O Iron Beam, no entanto, ainda é amplamente experimental e não testado em combate real. Implantado na frente de Gaza no final de 2023, ele ainda precisa provar ser um sistema de defesa confiável no caos da guerra. 

A adoção de tecnologia laser por Israel, como Magen Or, é parte de uma tendência mais ampla na indústria de defesa, impulsionada não apenas pela inovação, mas também por pacotes de ajuda substanciais dos EUA. Esses fundos estrangeiros, canalizados por lobbies poderosos como AIPAC e J Street, contribuem para o retrato de Israel como uma potência tecnológica. 

No entanto, essa imagem é menos uma prova da engenhosidade doméstica e mais um produto de vastos recursos financeiros, muitas vezes gastos em projetos caros que podem não resistir ao teste do conflito no mundo real.

Riscos de alto risco 

O alcance do Iron Beam é limitado a cerca de 10 quilômetros e falha sob condições climáticas adversas – um calcanhar de Aquiles que pode ser desastroso em um conflito em larga escala. O sistema requer grandes quantidades de energia, fornecidas por um grande gerador, para produzir os raios laser necessários para sua operação. 

Esse desafio logístico e a necessidade de manter uma infraestrutura sofisticada fazem com que o Iron Beam pareça fadado ao fracasso sob pressões de combate reais.

A mudança de Tel Aviv para tecnologias avançadas como o Iron Beam revela um problema mais profundo dentro de sua estratégia militar. Ao focar em defesas de alta tecnologia, Israel aborda os sintomas em vez das causas raiz de seu conflito em andamento. A dependência de tecnologia não comprovada carrega o risco de falha catastrófica, especialmente quando combinada com a recente mudança de Israel para  estratégias mais arriscadas .

Aumentando a complexidade está o  sistema de guerra eletrônica Scorpius G  , outra solução de alta tecnologia promovida por Israel. Desenvolvido pela Israel Aerospace Industries (IAI), o Scorpius G é projetado para detectar, classificar, localizar e bloquear sistemas de radar avançados. 

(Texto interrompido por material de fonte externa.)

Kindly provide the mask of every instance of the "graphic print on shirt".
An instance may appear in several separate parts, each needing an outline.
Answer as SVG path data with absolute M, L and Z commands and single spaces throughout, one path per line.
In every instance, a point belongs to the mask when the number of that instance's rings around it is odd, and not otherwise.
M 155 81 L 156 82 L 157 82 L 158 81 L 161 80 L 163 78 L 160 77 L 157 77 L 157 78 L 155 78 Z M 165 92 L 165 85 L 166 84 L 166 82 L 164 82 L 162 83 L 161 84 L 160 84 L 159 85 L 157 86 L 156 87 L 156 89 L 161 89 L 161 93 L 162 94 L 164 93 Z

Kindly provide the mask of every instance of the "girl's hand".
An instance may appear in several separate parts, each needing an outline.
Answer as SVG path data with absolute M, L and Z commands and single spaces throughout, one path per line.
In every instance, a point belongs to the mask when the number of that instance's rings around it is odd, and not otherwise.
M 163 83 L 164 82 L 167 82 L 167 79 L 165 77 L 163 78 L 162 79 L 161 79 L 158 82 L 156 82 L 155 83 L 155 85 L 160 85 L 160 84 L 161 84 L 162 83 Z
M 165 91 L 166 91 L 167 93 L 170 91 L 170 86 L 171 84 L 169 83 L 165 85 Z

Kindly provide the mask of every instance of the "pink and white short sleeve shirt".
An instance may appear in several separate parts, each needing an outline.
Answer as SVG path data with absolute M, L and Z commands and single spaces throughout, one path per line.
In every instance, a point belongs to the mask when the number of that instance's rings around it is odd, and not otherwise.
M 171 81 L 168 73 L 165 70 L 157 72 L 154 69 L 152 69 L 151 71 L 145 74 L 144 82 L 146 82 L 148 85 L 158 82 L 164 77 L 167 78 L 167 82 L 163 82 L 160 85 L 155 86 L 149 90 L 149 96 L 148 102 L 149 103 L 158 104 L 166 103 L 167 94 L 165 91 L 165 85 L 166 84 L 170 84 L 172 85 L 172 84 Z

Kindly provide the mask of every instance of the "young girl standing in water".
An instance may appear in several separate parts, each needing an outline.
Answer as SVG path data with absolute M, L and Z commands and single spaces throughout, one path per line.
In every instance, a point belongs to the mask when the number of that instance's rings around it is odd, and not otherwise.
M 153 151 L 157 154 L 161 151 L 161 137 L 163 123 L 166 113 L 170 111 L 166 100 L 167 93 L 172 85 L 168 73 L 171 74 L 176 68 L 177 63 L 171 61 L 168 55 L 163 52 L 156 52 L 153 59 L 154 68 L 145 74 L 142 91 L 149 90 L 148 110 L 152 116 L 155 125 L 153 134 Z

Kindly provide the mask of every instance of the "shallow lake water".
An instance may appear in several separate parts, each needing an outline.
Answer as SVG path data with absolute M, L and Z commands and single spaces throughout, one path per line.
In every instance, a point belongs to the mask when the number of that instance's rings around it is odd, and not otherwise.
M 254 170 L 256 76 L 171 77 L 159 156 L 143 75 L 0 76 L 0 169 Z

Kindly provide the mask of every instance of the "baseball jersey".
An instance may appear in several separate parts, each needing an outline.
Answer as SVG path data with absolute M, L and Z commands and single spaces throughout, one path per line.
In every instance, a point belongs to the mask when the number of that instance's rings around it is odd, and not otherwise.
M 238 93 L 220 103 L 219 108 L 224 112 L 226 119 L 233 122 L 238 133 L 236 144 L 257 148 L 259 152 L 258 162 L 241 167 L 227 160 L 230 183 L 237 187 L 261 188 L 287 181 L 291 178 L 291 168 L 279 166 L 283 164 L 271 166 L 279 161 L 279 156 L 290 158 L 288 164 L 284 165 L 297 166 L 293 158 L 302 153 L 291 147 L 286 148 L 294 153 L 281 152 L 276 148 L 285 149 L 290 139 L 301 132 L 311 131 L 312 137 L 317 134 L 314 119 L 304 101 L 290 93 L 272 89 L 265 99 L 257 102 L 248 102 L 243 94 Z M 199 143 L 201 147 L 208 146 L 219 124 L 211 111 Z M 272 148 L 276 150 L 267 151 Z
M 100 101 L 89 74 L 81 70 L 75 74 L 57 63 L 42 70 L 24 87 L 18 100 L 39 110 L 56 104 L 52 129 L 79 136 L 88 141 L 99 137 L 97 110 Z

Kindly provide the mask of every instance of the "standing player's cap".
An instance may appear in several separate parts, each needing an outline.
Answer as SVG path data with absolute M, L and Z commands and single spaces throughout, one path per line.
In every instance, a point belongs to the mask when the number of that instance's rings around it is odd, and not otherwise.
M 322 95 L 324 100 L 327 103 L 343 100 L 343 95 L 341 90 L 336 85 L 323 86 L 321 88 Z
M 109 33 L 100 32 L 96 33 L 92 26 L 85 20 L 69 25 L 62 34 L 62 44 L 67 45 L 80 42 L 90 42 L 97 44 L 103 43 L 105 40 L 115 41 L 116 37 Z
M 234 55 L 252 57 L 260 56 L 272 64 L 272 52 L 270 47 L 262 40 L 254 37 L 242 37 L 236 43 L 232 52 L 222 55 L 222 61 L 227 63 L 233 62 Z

No entanto, assim como o Iron Beam, o desempenho do Scorpius G em campo ainda não foi comprovado, ilustrando ainda mais a precariedade da postura de defesa de Israel — uma que pode, em última análise, deixá-lo vulnerável em sua busca apressada para manter uma vantagem estratégica.

À medida que o Eixo de Resistência da região continua suas operações com precisão e eficácia, e os colonos israelenses em territórios ocupados enfrentam evacuações em massa, a pressão sobre esses novos sistemas de defesa para que cumpram suas funções é imensa. 

Se eles fornecerão a proteção prometida ou entrarão em colapso sob o peso das expectativas continua sendo uma questão em aberto — com consequências potencialmente terríveis para a segurança e estabilidade de Israel.